È il suo terzo documentario in ordine di uscita, ma il primo in ordine cronologico.

Sì, esatto.

Ha influenzato il suo sguardo sugli altri due film?

No, perché sono documentari molto diversi. Però ora che ci penso c’è un filo che li lega: è una trilogia sulla conoscenza. Credo che mai come in questi giorni di quarantena ci stiamo rendendo conto di come la conoscenza faccia la differenza tra la vita e la morte. Pensare che si possa vivere senza tener conto dei segnali che ci dà la conoscenza, la scienza, la cultura, per me è un progetto dissennato che porta alla morte, non solo nostra ma anche del pianeta. C’è questo legame tra i film: Di me cosa ne sai parla di come il grande cinema italiano sia stato disarticolato e sostituito da una pessima televisione; Il senso della bellezza è sulla scienza, sull’arte e sulla loro capacità di interpretare il mondo; e questo, nel suo piccolo, è sugli effetti della conoscenza sulla vita individuale delle persone.

È un film sul sistema scolastico, che il pubblico scoprirà in un momento in cui le scuole sono chiuse. Cosa pensa di questo accostamento?

Questa è una cosa che mi sta a cuore e su cui sto riflettendo. In termini di distribuzione, il film doveva uscire a settembre, alla riapertura delle scuole, ma il distributore mi ha già detto che non ci sarà spazio perché tutti saranno alla ricerca di spettatori e di soldi, e i documentari non guadagnano abbastanza. Adesso però stiamo cercando di capire se sarà possibile farlo uscire in questo scorcio di anno scolastico, mentre tutti sono a casa.
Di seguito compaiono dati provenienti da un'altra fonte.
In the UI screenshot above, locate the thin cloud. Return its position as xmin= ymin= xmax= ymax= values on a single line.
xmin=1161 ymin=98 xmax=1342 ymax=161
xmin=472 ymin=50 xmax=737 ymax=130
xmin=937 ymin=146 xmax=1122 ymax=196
Qual è il suo rapporto con la fruizione del cinema in rete? È abbonato a qualche piattaforma?

No, perché ho una vita abbastanza movimentata, e anche in questo periodo non guardo molto cinema in rete. Quando posso vado in sala. Faccio fatica con i film di finzione sullo schermo del computer, forse è la modalità di visione che mi demotiva. Con il documentario non ho questo problema, perché si lavora di più su un aspetto razionale, sul racconto del reale. Forse è meno coinvolgente dal punto di vista emotivo, ma credo che anche su uno schermo più piccolo il messaggio si trasmetta bene.

Il film è scritto da Jalongo con Linda Ferri in collaborazione con Gianclaudio Lopez. E’ una coproduzione svizzera-italiana AURA Film, RSI Radiotelevisione svizzera, AMEUROPA International con Rai Cinema.